La que había sido negra oscuridad en un principio comenzó a cambiar de color, ahora un verde-negro (como ya dije) putrefacto me rodeaba.
El pequeño punto de luz ya no lo era. Hacia abajo se observaba un gran círculo blanco brillante bordeado de verde, era mi antes ansiada y ahora temida salida. Se agrandaba, emanaba esa verdosa claridad, yo no podía detenerme. El terror dominaba ya todo mi cuerpo y mi mente, no podía detenerme. No podía, el círculo cada vez era más ancho. Yo no podía detenerme, seguía cayendo. No podía… No pude…
Desperté. El ruidoso estrépito con el que crujían las vías cuando el mugriento tren les pasa por encima ya resonaba en mis oídos, taladrándolos. Mi cuerpo percibió el crudo y penetrante frío de la noche de invierno.
Miré ahora a mi alrededor y mis ojos dibujaron las líneas de un asqueroso, rajado, despintado y mugriento vagón que se bamboleaba al son del taladrante ruido de las vías.

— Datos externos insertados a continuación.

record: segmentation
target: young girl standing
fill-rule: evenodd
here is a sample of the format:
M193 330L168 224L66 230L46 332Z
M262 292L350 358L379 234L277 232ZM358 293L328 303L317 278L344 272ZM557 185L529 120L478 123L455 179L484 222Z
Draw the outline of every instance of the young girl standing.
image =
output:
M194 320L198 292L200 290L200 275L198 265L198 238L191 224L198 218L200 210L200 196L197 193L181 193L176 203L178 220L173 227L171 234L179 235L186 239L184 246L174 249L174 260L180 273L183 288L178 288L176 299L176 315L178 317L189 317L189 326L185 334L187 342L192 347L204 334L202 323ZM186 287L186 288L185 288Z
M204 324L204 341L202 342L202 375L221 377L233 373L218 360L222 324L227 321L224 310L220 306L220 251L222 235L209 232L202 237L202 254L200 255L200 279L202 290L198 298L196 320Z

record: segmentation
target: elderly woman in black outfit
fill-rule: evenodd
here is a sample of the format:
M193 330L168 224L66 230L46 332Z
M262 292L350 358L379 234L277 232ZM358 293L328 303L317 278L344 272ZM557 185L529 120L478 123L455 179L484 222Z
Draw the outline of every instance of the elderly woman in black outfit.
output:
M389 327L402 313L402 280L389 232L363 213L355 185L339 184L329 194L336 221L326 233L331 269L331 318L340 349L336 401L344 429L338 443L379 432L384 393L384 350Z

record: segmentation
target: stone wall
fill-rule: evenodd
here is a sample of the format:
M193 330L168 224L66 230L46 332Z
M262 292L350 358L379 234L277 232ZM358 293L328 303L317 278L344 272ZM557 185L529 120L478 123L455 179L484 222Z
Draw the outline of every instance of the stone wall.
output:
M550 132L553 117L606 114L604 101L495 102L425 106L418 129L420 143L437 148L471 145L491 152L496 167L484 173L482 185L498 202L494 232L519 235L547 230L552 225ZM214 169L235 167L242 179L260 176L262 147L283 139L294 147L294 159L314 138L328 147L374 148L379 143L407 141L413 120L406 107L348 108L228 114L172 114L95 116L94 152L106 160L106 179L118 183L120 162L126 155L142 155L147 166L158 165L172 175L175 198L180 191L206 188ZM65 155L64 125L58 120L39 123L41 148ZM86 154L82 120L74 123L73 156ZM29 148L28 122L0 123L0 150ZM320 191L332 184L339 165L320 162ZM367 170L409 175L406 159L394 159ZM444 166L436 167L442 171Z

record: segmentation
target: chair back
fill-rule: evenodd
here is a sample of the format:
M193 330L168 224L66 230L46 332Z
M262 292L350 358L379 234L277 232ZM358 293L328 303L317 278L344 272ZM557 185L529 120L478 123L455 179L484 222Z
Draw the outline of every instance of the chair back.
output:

La fuerza de este movimiento errático y repetitivo hubiera podido derribar a cualquier persona que no se sostuviera con perseverancia de algún caño oxidado. El vagón avanzaba veloz con el resto del tren, sus pasillos estaban desiertos y hasta había asientos vacíos. Situación que se contraponía – pensé – a las que ese mismo día y días anteriores (y seguramente posteriores) suceden en este arcaico medio de transporte; cuando en las horas pico un innumerable conjunto de seres humanos se amontonan en esta sucia caja metálica (el vagón).
¿Sus razones? Ir a trabajar, volver de trabajar, volver a casa. No crean que alguien usa esta línea para viajar turísticamente.
Las ventanas estaban abiertas y convertían al frío de la noche en ráfagas que helaban el cuerpo. La noche era oscura, sin estrellas ni luna; dando una sensación de inmensa soledad ante el universo.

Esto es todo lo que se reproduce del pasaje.